LACERA’s Grabel tells Markets Group that the plan’s focus on fee savings emerged from an offsite meeting that took place about four years ago. A key element of that approach has revolved around a simple word, he said.


“The journey starts with the notion that we can say no,” Grabel said. “We have to negotiate and negotiate harder. We should have one extra conversation with every single business partner. There’s no downside. There’s only upside. And I think that’s paying dividends for us.”

He is, however, quick to point out that fee savings should not be substituted for performance. The goal is still to find the best business partners.


“We don’t look to just reduce fees in isolation,” he said. “We obviously want to have the best asset allocation and then within that asset allocation, negotiate the best terms possible.”

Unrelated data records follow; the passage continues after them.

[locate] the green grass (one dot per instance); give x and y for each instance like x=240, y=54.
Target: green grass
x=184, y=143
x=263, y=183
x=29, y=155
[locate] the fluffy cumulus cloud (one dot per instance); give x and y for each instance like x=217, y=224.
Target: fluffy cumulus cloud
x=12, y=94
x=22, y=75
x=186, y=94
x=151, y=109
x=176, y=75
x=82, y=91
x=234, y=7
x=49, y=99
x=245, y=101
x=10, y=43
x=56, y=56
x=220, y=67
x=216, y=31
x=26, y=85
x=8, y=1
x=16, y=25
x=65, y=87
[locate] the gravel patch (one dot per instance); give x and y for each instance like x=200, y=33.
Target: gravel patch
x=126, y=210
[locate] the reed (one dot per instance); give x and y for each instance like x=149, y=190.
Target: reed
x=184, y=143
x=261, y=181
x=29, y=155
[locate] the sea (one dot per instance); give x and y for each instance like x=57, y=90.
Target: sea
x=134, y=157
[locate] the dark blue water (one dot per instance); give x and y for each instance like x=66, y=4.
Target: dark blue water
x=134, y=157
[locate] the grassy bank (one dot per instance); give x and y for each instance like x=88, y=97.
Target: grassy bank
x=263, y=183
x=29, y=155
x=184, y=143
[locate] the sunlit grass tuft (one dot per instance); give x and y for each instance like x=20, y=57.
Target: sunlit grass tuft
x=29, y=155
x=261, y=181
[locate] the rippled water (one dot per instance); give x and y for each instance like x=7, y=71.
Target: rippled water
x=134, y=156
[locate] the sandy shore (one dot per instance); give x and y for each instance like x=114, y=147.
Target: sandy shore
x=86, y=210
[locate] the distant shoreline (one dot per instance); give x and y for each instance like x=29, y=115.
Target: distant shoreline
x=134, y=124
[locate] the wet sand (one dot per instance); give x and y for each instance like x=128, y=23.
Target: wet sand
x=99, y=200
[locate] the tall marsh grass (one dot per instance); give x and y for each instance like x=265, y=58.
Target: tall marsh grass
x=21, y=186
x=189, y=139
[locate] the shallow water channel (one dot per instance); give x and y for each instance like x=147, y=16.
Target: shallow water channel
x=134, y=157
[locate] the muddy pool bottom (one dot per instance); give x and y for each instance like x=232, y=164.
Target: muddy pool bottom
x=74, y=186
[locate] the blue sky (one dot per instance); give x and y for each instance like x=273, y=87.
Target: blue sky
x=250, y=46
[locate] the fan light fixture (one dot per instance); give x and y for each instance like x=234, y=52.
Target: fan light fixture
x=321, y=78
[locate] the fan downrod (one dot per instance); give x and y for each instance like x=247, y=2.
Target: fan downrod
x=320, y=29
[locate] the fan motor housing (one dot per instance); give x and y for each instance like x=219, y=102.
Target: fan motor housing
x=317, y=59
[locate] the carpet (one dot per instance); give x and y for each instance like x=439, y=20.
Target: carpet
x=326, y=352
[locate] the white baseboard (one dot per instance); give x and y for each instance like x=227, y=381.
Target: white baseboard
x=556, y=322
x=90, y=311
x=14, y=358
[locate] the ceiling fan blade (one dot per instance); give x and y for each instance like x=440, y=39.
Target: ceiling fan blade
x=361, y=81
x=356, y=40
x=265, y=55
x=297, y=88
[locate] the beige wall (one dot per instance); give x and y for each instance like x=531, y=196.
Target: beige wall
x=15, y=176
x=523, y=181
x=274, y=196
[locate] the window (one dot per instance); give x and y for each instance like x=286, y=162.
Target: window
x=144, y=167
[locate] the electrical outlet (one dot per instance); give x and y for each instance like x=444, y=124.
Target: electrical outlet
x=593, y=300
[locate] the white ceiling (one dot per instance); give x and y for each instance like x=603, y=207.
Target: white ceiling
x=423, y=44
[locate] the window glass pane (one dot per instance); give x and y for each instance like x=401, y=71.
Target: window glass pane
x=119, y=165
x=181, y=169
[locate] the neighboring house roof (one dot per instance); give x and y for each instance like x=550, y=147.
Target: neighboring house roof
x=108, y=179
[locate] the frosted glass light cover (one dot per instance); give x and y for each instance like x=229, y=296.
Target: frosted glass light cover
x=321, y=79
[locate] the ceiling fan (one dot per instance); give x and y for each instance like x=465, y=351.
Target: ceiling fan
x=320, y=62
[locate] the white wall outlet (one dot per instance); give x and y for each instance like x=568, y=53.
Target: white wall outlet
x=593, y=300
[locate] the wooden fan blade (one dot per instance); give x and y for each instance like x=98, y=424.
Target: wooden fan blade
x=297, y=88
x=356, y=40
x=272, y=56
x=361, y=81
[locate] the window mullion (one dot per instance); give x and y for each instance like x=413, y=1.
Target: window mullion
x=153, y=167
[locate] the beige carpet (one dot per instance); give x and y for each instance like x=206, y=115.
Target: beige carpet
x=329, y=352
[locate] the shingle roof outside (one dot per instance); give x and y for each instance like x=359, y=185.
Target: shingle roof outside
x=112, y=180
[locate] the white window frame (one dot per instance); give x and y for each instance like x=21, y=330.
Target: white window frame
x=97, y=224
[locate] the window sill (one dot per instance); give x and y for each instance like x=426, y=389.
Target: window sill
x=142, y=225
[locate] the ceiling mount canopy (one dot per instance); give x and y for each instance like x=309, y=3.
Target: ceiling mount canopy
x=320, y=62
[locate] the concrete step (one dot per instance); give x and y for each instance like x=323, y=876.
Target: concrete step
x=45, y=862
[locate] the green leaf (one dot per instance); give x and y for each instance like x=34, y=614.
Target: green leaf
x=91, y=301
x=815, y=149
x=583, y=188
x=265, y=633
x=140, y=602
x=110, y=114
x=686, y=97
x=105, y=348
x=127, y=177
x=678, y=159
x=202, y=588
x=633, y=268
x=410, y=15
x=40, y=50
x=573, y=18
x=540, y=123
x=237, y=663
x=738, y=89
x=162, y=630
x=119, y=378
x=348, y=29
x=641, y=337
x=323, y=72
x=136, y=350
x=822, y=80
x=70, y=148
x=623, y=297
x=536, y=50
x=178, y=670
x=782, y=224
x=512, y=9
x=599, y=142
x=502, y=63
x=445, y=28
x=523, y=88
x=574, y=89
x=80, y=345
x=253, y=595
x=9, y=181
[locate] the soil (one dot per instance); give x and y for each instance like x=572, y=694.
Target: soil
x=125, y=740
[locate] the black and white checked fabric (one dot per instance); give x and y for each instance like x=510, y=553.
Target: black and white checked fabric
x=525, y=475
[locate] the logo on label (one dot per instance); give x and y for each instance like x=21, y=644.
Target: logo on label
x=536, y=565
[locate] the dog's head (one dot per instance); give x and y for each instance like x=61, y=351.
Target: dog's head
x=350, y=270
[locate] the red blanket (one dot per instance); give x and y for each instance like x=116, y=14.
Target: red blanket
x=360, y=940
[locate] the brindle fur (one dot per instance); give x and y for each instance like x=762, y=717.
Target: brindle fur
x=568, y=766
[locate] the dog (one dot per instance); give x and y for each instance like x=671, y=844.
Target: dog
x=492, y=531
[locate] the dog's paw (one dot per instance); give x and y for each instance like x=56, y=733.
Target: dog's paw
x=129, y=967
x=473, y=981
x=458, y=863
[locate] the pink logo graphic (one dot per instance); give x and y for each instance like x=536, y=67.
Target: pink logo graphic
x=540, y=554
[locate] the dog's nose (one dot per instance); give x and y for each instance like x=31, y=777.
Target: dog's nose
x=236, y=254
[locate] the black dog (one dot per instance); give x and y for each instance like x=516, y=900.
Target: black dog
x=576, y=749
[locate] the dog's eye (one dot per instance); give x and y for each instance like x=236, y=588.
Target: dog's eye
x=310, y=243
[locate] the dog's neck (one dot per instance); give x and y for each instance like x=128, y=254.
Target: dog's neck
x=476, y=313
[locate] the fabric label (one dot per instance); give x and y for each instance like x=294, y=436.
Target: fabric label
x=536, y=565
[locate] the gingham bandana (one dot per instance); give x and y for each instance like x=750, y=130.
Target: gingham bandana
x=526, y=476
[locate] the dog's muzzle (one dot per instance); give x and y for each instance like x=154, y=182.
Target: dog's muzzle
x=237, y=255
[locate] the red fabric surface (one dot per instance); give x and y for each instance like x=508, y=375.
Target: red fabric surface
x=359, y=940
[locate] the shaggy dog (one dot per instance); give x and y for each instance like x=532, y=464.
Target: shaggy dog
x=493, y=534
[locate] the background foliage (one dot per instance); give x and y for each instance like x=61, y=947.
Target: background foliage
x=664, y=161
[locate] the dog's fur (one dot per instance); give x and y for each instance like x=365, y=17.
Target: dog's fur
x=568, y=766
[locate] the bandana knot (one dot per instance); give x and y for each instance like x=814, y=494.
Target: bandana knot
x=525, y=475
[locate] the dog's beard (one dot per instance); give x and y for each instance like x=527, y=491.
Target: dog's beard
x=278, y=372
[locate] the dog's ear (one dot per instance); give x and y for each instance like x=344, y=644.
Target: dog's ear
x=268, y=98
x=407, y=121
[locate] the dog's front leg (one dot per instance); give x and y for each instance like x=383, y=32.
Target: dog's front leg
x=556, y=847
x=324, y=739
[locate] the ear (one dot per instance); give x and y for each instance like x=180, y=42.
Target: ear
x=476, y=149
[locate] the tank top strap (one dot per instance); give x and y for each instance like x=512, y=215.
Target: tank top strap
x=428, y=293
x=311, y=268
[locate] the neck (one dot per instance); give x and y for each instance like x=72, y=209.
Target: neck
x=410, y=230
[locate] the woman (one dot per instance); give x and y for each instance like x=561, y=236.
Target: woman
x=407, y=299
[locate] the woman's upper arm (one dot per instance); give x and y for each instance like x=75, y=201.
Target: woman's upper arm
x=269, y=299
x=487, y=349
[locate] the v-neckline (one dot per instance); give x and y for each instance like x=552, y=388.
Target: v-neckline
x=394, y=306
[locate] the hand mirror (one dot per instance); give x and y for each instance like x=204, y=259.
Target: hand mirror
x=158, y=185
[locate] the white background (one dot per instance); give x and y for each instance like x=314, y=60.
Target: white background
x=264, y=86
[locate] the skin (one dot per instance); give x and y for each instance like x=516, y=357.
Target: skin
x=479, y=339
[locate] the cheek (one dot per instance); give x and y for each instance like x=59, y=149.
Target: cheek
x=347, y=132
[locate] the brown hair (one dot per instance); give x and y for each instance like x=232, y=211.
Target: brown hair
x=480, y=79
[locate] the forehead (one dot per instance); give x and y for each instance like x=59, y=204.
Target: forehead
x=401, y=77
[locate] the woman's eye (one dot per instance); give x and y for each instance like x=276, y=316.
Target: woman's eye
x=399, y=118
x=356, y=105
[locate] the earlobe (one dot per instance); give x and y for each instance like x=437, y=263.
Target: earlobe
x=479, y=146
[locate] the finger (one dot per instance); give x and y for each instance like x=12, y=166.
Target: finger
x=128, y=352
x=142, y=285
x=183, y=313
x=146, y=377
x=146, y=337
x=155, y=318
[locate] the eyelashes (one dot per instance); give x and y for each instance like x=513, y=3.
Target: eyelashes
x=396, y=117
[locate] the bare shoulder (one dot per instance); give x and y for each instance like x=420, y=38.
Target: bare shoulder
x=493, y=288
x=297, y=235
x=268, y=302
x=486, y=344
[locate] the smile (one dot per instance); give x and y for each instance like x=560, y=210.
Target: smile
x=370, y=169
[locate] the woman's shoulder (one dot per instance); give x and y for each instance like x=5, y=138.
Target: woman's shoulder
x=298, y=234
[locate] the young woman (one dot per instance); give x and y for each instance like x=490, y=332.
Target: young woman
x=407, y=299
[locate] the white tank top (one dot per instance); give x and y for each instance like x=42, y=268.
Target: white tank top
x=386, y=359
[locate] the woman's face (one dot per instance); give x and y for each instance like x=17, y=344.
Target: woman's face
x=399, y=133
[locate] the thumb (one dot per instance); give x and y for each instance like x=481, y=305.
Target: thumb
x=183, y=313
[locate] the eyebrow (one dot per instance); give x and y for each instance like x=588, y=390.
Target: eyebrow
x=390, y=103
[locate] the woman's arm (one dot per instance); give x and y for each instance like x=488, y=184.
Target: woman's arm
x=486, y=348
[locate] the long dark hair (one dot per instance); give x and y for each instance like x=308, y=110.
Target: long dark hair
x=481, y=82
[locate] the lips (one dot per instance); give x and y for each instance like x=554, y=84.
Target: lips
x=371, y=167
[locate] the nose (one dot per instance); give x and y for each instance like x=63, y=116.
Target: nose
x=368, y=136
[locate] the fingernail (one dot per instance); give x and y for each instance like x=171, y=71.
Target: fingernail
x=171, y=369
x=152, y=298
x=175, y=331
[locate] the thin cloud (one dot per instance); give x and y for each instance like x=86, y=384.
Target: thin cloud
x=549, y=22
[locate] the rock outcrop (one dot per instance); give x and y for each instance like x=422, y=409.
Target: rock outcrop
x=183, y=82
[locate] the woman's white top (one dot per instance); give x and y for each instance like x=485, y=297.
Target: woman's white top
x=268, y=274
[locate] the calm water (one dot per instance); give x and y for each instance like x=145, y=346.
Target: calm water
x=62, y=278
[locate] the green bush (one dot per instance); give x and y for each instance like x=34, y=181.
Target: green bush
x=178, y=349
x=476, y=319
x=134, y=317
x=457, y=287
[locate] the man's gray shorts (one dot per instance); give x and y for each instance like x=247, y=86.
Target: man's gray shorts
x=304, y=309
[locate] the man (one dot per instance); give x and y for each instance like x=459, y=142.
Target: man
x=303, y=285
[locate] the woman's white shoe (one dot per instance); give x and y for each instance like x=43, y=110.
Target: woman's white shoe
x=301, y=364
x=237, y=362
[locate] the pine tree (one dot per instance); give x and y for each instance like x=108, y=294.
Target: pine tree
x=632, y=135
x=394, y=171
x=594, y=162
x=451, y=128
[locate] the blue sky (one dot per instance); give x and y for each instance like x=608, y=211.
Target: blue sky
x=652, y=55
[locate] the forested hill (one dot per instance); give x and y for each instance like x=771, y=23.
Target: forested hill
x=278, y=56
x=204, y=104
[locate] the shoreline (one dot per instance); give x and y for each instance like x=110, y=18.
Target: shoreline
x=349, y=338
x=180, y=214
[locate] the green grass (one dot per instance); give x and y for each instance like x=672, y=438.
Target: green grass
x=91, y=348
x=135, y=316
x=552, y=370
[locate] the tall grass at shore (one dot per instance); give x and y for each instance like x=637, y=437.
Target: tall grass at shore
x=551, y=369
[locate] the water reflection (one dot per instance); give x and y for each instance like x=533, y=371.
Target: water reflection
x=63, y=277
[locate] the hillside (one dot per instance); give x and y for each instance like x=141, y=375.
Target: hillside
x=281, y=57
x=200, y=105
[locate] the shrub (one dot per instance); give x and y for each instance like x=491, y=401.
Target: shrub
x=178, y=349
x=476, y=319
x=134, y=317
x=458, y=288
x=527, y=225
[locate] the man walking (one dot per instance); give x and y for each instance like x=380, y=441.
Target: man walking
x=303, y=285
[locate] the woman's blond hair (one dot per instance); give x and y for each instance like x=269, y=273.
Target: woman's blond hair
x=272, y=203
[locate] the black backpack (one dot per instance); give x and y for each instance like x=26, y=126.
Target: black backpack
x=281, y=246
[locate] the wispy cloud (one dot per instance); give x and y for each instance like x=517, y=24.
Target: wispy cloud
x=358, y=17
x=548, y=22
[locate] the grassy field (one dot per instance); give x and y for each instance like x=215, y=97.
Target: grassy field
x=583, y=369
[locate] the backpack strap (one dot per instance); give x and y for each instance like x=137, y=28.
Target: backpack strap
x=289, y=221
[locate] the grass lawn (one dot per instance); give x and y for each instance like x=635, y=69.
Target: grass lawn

Fees are a part of investing in private equity – something that Grabel acknowledges. And with more institutional investors increasing their allocations to the asset class, the amount being paid out in fees and carry are on the rise. LACERA, for example, had total alternative investment vehicle costs of $544 million for the fiscal year ended June 30, 2021, according to data it is mandated by state law to make public.

That’s up from $335 million in the 2020-21 fiscal year – the increase resulting from a strong market environment which led to an additional $166 million in carried interest being paid.


“If we’ve increased our allocation in private equity from 13% to 17%, well our fees are going to go up accordingly,” he said. “But within that 17%, we want to be more optimal with respect to fees and terms.”

During the 2021-22 fiscal year, LACERA allocated $2.5 billion to private equity, with it roughly divided between fund commitments, co-investments, and secondaries and emerging managers.
Despite the praise from Santos, Grabel is not becoming complacent.


“I think there’s always work to be done,” he said. “And it’s not just true of fees. It’s important for morale, motivation and perspective for the whole team to acknowledge things where we have shared successes, and those shared successes should be part of the journey. Not the end state.”